Dawkins works from a very substantial basis. Evolutionary theory, while it
is provisional, is about as close to fact as science gets. I believe that
that is the position Dawkins takes. The positions he attacks and the people
who are uncomfortable with him are mostly the ones who ought to feel
uncomfortable with what he is saying.

[dmb]
There is an article in the Atlantic Monthly online that pretty well explains
why James would dislike Dawkins, as Rosenthal contends. The article is
titled "The Nitrous Oxide Philosopher" and includes this little quote from
James...

"No part of the unclassified residuum [of human experience] has usually been
treated with a more contemptuous scientific disregard than the mass of
phenomena generally called mystical. Physiology will have nothing to do with
them. Orthodox psychology turns its back on them. Medicine sweeps them out;
or, at most, when in an anecdotal vein, records a few of them as "effects of
the imagination"--a phrase of mere dismissal, whose meaning, in this
connection, it is impossible to make precise. All the while, however, the
phenomena are there, lying broadcast over the surface of history."

[Krimel]
I agree with James that religious experience deserves more study than it was
getting at his time or since. I am appalled at federal government drug
policies that, in addition to providing federal subsidies for the criminal
class, have put an end to legitimate scientific study of the effects of
these drugs.

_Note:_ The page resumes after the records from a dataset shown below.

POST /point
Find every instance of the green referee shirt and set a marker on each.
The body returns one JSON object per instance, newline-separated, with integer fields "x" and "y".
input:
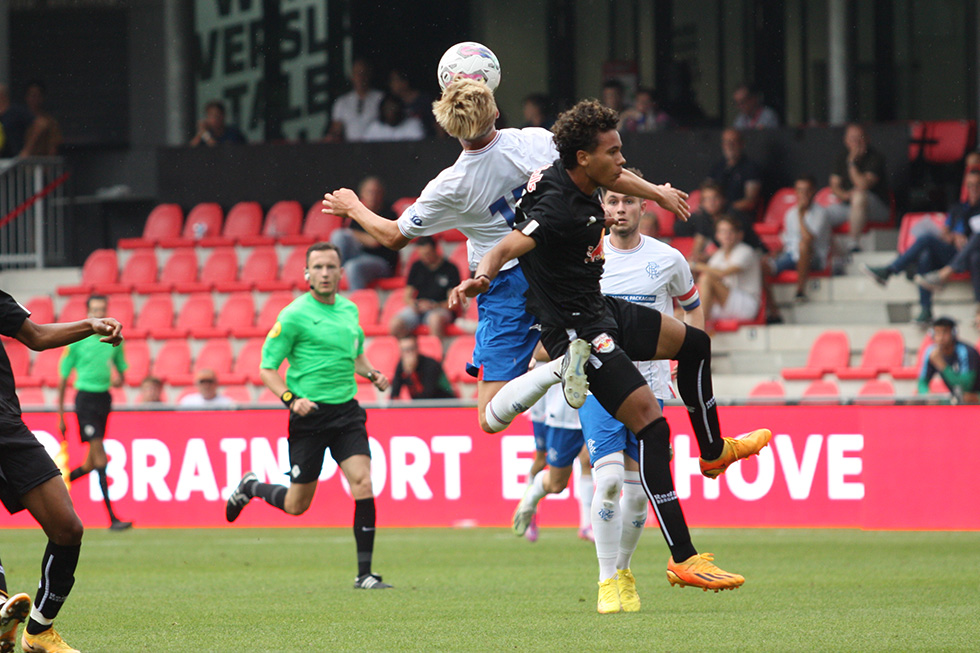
{"x": 321, "y": 342}
{"x": 92, "y": 360}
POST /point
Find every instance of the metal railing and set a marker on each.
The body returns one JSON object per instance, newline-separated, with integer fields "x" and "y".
{"x": 33, "y": 212}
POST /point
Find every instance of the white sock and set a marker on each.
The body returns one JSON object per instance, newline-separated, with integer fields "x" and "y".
{"x": 586, "y": 490}
{"x": 607, "y": 519}
{"x": 520, "y": 394}
{"x": 634, "y": 510}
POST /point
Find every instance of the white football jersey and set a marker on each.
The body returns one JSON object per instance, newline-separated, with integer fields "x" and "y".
{"x": 477, "y": 194}
{"x": 650, "y": 274}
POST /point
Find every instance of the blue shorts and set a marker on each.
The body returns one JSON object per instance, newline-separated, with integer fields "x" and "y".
{"x": 563, "y": 445}
{"x": 604, "y": 434}
{"x": 505, "y": 338}
{"x": 540, "y": 436}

But seriously, while I like going to the dentist for the
occasional hit of laughing gas, there are a host of much more fun
alternatives. 

But what you constantly dismiss is the fact that the studies that have been
done, suggest that religious observance provides a number of health
benefits. They suggest that if you practice thinking happy thoughts you will
get better at thinking happy thoughts and thinking happy thoughts is good
for you. 

What, I continue to ask, do you think they provide that extends beyond this?